The violent shove in the back just doesn’t let up until you get the wrong side of 150mph, and there’s an added punch at the 5000rpm mark, with peak horsepower coming at 6500rpm and the redline set at 7300rpm. The last 2000 revs can be used to stroke the tail out of line at the apex of slower bends and hold the mid-engined sportscar in a graceful slide, tyres smoking under a steady right foot. A long throttle travel helps here, allowing sensitive inputs at the limit and on the exit of wet hairpins round town.
There is no traction control on this creation, but practice makes perfect and it didn’t take too much wheel time to realise this car has the natural poise and balance of a Bolshoi dancer. It will flatter all but the least talented of drivers and won’t punish a playful approach.

But it’s at high speeds, with the V6 growling, the twin turbochargers whistling hard and the car flying into a braking zone that grew shorter with each lap and with further confidence in this 2330lb missile, that its true skills shone through and the Noble M400 carved itself into the ranks of superstars.

The beefy rear wing, sculpted bodywork, cooling ducts in the side and venturi all combine to create genuine downforce and beyond 120mph it feels planted to the tarmac in a way Prancing Horse drivers only dream about. While other cars float, the Noble cuts into fast, sweeping bends and there are few road-legal cars that work so effectively.
It will take massive speed into the apex, scrubbing off an over exhuberant entry with minor understeer that is part dialled in and part down to the downforce oriented design. It is always ready to slingshot out of the bend and the knowledge that the nose will slip wide first means the M400 is a truly accessible supercar that won’t bite too hard if the mistake’s a small one. It only oversteers if you really ask for it.

Lee Noble’s 20 years of experience in building supercars including the Ultima GTR and Ascari Ecosse have produced a light yet stiff steel spaceframe chassis reinforced with alloy panels, a full roll-cage and beams that make their presence known under the carpet of the sparse cockpit. It’s not all about safety, it’s about removing even a whiff of bodyroll, so the Noble can jink left and right like a skier at speed and avoid pitching in bends.

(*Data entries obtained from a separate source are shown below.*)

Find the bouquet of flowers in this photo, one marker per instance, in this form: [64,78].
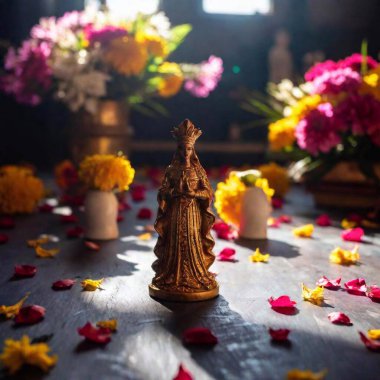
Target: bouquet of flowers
[333,116]
[83,57]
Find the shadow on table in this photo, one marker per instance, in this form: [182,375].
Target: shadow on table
[273,247]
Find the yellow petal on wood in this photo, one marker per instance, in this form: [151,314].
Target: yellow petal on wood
[91,285]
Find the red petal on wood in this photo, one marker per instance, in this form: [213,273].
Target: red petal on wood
[183,374]
[25,271]
[199,336]
[30,315]
[63,284]
[95,334]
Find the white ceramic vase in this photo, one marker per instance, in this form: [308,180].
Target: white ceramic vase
[100,209]
[254,214]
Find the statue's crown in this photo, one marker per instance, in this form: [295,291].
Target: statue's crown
[186,132]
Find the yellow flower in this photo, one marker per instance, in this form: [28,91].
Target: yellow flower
[106,172]
[229,196]
[16,353]
[258,257]
[374,334]
[91,285]
[344,257]
[42,252]
[171,81]
[13,310]
[297,374]
[277,178]
[314,296]
[127,55]
[20,190]
[108,324]
[304,231]
[281,133]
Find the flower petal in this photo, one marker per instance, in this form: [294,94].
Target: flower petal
[199,336]
[97,335]
[339,318]
[25,270]
[30,315]
[63,284]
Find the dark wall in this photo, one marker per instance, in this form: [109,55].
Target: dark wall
[335,26]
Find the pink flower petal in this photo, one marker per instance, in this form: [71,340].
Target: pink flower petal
[329,284]
[356,286]
[199,336]
[323,220]
[339,318]
[353,234]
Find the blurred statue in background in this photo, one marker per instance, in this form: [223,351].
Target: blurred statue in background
[280,58]
[184,221]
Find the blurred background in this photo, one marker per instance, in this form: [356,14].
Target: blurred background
[243,35]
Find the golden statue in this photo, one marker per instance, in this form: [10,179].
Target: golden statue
[184,221]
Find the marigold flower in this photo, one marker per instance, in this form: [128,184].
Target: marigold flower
[16,353]
[20,190]
[106,172]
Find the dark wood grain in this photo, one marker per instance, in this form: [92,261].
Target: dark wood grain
[148,343]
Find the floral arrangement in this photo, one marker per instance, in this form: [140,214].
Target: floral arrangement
[334,115]
[229,194]
[20,190]
[83,57]
[106,172]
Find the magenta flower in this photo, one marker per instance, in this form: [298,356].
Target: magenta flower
[318,131]
[206,79]
[29,74]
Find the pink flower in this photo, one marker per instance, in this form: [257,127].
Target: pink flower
[206,79]
[336,81]
[318,131]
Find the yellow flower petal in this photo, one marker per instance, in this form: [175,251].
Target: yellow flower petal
[108,324]
[374,334]
[91,285]
[12,311]
[297,374]
[42,252]
[258,257]
[16,353]
[304,231]
[314,296]
[344,257]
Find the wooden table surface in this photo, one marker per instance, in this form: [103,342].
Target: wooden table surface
[148,342]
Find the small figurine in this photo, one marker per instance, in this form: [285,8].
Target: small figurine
[184,221]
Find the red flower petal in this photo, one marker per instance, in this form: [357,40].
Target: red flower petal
[374,293]
[183,374]
[95,334]
[63,284]
[22,271]
[66,219]
[144,213]
[277,202]
[199,336]
[372,345]
[30,315]
[4,238]
[353,234]
[329,284]
[323,220]
[74,232]
[339,318]
[46,208]
[227,254]
[91,245]
[7,222]
[356,286]
[279,335]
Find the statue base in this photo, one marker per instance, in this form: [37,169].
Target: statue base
[161,294]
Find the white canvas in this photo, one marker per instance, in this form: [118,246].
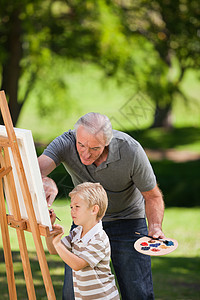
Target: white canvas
[33,175]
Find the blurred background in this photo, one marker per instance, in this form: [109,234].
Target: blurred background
[135,61]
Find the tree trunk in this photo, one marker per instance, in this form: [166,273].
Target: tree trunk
[163,116]
[11,66]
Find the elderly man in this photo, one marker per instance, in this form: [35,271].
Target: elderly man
[97,153]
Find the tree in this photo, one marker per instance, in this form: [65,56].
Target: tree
[172,29]
[153,43]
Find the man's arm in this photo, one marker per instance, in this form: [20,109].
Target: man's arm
[47,165]
[154,206]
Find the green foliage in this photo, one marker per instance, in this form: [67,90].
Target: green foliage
[149,44]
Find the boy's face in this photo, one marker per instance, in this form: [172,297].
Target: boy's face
[80,211]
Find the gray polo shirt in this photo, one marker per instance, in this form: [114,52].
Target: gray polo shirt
[126,172]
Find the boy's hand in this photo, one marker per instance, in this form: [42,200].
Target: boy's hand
[57,237]
[52,216]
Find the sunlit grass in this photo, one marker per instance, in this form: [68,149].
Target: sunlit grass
[175,276]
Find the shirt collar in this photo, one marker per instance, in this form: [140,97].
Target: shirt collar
[94,230]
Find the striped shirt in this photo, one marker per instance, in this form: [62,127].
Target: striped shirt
[95,281]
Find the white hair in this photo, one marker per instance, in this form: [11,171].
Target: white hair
[96,123]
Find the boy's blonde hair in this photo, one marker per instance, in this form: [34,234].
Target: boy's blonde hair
[94,194]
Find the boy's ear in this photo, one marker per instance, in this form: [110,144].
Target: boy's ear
[95,209]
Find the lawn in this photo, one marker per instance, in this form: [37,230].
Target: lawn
[175,276]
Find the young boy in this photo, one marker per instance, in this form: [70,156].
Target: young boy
[87,250]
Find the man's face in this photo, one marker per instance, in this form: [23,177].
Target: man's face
[89,146]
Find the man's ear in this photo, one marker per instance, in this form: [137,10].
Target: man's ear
[95,209]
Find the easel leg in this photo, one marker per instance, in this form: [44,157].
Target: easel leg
[6,246]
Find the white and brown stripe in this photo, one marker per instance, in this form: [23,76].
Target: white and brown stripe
[96,280]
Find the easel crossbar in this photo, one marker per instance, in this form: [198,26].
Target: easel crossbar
[24,224]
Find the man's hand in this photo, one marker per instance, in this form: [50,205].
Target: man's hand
[50,189]
[156,232]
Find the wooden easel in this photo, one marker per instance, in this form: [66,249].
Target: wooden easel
[7,185]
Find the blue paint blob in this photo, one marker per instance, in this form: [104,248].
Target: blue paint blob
[169,243]
[145,248]
[155,245]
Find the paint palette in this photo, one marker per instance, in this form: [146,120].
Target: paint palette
[153,247]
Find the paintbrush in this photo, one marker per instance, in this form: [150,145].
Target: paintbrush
[56,216]
[162,240]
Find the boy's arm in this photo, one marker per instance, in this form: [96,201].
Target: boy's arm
[50,246]
[72,260]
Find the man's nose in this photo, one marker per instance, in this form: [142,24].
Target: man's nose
[86,153]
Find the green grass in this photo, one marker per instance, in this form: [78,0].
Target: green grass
[175,276]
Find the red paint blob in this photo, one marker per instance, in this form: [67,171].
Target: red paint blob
[155,249]
[144,244]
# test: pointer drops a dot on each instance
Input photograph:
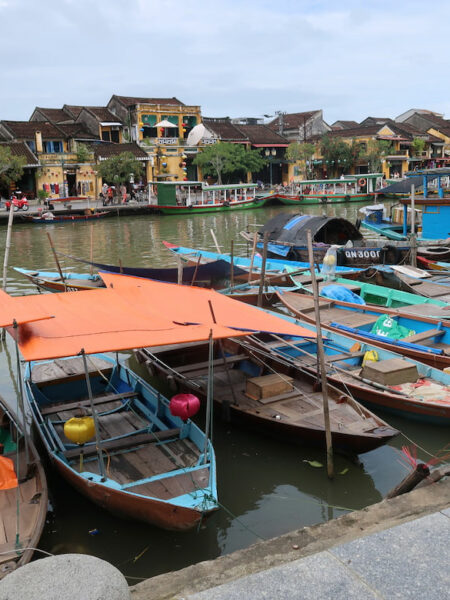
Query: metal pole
(323, 373)
(95, 417)
(263, 268)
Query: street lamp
(270, 156)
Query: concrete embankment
(282, 551)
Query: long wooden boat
(350, 188)
(212, 275)
(194, 197)
(152, 465)
(426, 400)
(272, 400)
(90, 216)
(424, 339)
(23, 503)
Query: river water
(266, 488)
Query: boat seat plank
(128, 442)
(54, 408)
(69, 369)
(424, 335)
(218, 361)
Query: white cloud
(350, 58)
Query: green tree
(224, 158)
(301, 152)
(11, 167)
(119, 169)
(337, 154)
(374, 153)
(418, 146)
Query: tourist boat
(431, 221)
(425, 397)
(269, 398)
(194, 197)
(288, 238)
(422, 338)
(51, 218)
(350, 188)
(23, 494)
(158, 468)
(148, 464)
(211, 275)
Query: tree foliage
(300, 152)
(11, 167)
(337, 154)
(224, 158)
(374, 153)
(119, 169)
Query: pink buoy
(184, 406)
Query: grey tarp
(292, 229)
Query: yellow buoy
(79, 429)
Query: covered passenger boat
(288, 238)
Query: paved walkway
(407, 561)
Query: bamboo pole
(56, 260)
(263, 268)
(320, 352)
(232, 264)
(6, 257)
(215, 241)
(255, 239)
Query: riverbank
(414, 526)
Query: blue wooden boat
(148, 464)
(419, 337)
(426, 400)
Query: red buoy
(184, 406)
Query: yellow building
(161, 127)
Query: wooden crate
(393, 371)
(268, 386)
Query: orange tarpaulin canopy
(133, 313)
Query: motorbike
(17, 204)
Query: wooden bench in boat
(70, 369)
(203, 365)
(54, 408)
(125, 442)
(423, 335)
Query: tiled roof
(26, 129)
(21, 149)
(293, 120)
(54, 115)
(103, 151)
(131, 101)
(226, 130)
(102, 114)
(262, 134)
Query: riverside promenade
(394, 549)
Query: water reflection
(266, 488)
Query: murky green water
(266, 488)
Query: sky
(236, 58)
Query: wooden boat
(288, 238)
(151, 465)
(194, 197)
(273, 400)
(23, 506)
(428, 342)
(212, 275)
(89, 216)
(157, 468)
(351, 188)
(427, 399)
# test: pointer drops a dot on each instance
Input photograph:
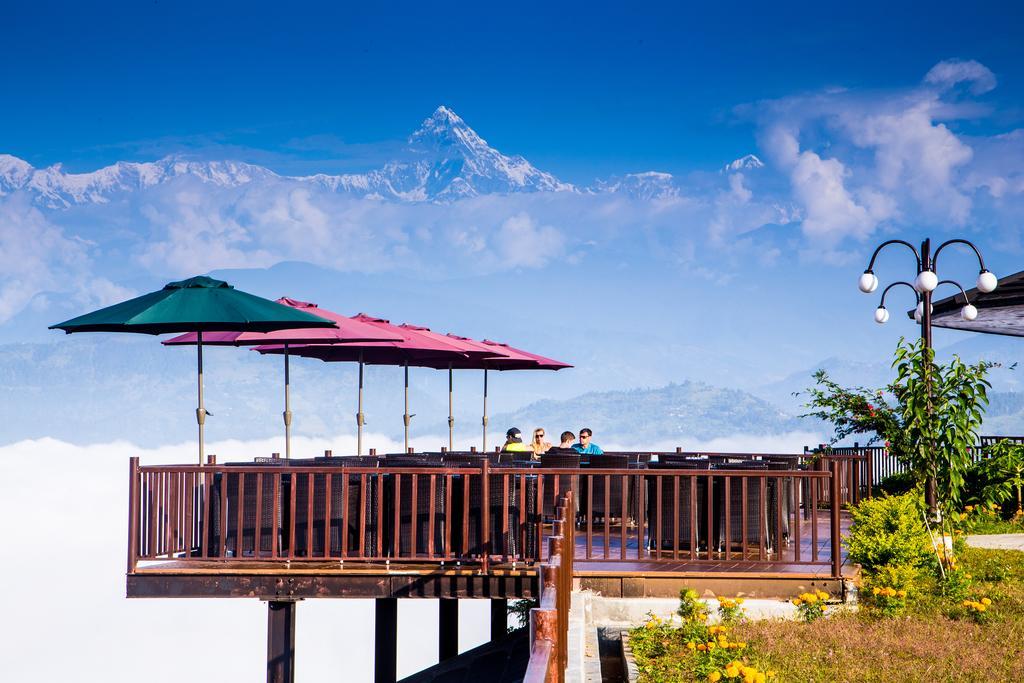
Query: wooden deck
(268, 580)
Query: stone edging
(629, 662)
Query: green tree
(941, 408)
(1004, 473)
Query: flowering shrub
(978, 609)
(690, 607)
(889, 601)
(730, 610)
(811, 606)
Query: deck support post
(386, 640)
(448, 629)
(835, 508)
(499, 619)
(281, 641)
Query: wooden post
(281, 641)
(132, 512)
(485, 487)
(386, 640)
(448, 629)
(499, 619)
(835, 510)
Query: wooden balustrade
(758, 519)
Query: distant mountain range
(91, 389)
(690, 410)
(444, 160)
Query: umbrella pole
(360, 419)
(407, 416)
(288, 409)
(484, 450)
(200, 411)
(451, 415)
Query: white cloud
(79, 499)
(521, 243)
(830, 212)
(949, 73)
(37, 255)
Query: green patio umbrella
(198, 304)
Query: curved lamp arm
(935, 259)
(957, 286)
(870, 264)
(916, 296)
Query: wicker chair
(755, 505)
(682, 516)
(554, 485)
(599, 483)
(242, 542)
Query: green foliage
(888, 531)
(888, 601)
(811, 605)
(941, 409)
(897, 484)
(1001, 474)
(956, 584)
(690, 606)
(858, 411)
(730, 610)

Anti rollbars and a rather serious suspension set-up from Dynamics Suspension all help with the cornering capabilities, as do the Pirelli P-Zero Corsas that resemble cut slick racing tyres. The mechanical grip is huge and this car will never catch out its owner with an inexplicable slide at low speed.

A new super responsive steering rack now means that this beast is easily caught when the tail starts to wag on the exit of bends. It is also easily thrown round town, despite the visibility problems through the rear, and it’s no harder to pilot at slow speeds than any shopping-bound hatchback.

The black Alcantara interior and embossed Sparco bucket-seats, together with both a standard seatbelt and a four-point race harness for track use, is now a fine working environment that can handle long distance driving as Noble has taken the opportunity to relocate the seat and reduce the pedal offset. It’s no longer a case of sliding into a chiropractor’s nightmare, as was the case with the 3R, it now works smoothly and sympathetically.